How Maruti Suzuki tried to turn men into machines at Manesar

On International Workers’ Day, an alternative account of how Maruti Suzuki’s small car revolution was not the unmitigated success it was touted to be.

Published : Apr 30, 2023 22:08 IST - 6 MINS READ

Workers working at an assembly line in Maruti Suzuki’s Manesar plant near Gurgaon, Haryana.

Workers working at an assembly line in Maruti Suzuki’s Manesar plant near Gurgaon, Haryana. | Photo Credit: PTI/File Photo

A fire broke out at around 7 pm on July 18, 2012, at Maruti Suzuki India’s manufacturing plant in Manesar. It claimed the life of a manager. Within days, over 2,000 temporary workers and 546 permanent workers were dismissed by the company, and 13 of them—including the entire leadership of the workers’ union—were later charged for murder, thus ending yet another independent body for collective bargaining.

Unions are the last, and often only, line of defence workers have in modern industries, especially when the management is not averse to undermining their rights, dignity, and health in pursuit of higher profits. This was true of Maruti Suzuki. The often misrepresented events of July 2012 were far from an isolated incident but few today, as then, are willing to see the matter from the workers’ point of view.

In Japanese Management, Indian Resistance: The Struggles of the Maruti Suzuki Workers, Anjali Deshpande and Nandita Haksar tell the story of the biggest car manufacturer in India through the voices of the workers.


Suzuki is a Japanese family name; much as Tata or Birla are Indian family names. So, who is this Mr Suzuki?

Osamu Matsuda was born on 30 January 1930. Osamu started his career as a loan officer in a local bank. His life took a turn when he married Shoko Suzuki, the granddaughter of the patriarch of Suzuki Motor Corporation, Michio Suzuki. As the Suzuki family did not have a male heir, Osamu was married into the family, and following Japanese custom, Osamu took up the family name of Suzuki to become Osamu Suzuki.

Suzuki Motor Corporation Chairperson Osamu Suzuki addresses a summit in New Delhi in September 2018.

Suzuki Motor Corporation Chairperson Osamu Suzuki addresses a summit in New Delhi in September 2018. | Photo Credit: AP/PTI

An avid golfer, Suzuki said he golfed forty-seven times in 2020 when he was ninety years old.

Suzuki has made a name for himself and achieved celebrity status among middle-class Indians; they have been seduced by the myths of Japanese work culture and Japanese success. But what this means for the workers employed by Japanese corporations is rarely talked about—even after the events of 18 July 2012.


Suzuki never behaved as a minor partner in the company from the beginning of the joint venture. He imported the Japanese style of work and management and made many far reaching decisions. Suzuki was obsessed with keeping production costs low.

V. Krishnamurthy and R.C. Bhargava, the first chiefs of MUL had visited the Hamamatsu plant in Japan. It was hot and humid but they were shocked to find that the factory did not have an air conditioner and even top officials worked in sweltering heat.

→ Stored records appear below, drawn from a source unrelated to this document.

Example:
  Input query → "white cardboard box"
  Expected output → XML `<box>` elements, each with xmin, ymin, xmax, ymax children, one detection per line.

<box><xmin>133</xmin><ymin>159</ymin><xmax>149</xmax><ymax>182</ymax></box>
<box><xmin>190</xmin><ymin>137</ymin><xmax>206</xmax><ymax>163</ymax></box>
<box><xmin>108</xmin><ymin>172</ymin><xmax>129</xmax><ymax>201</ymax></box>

At the initial stage when the Maruti factory was under construction, this attitude of Suzuki led to serious arguments that almost endangered the Indo-Japanese partnership.

In the Gurgaon factory Suzuki was not prepared to even invest in a conveyor belt to move parts from one place to another and Krishnamurthy, the then founder vice president of the company, had to tell Suzuki that if he was going to use trolleys to move material inside the factory, India could do without their help. Only after being ticked off like this did Suzuki install a conveyor belt.

Krishnamurthy writes in his book that he found Suzuki avoiding the introduction of some automated processes that were in use in Japan, in order to keep costs low, even if it meant exposing the workers to poisonous paint fumes.

Suzuki seemed to give priority to cutting costs over welfare of the workers. And he was reluctant to make investments or transfer technology to his Indian partners.

Some managers, executives and supervisors were sent to Japan and later some workers were too. Suzuki also deputed Japanese employees to train Maruti workers at the factory in the operation and maintenance of machines as well as shop floor culture. Such on-the-job training by experts ensured productivity levels were high and there was 100 per cent capacity utilization.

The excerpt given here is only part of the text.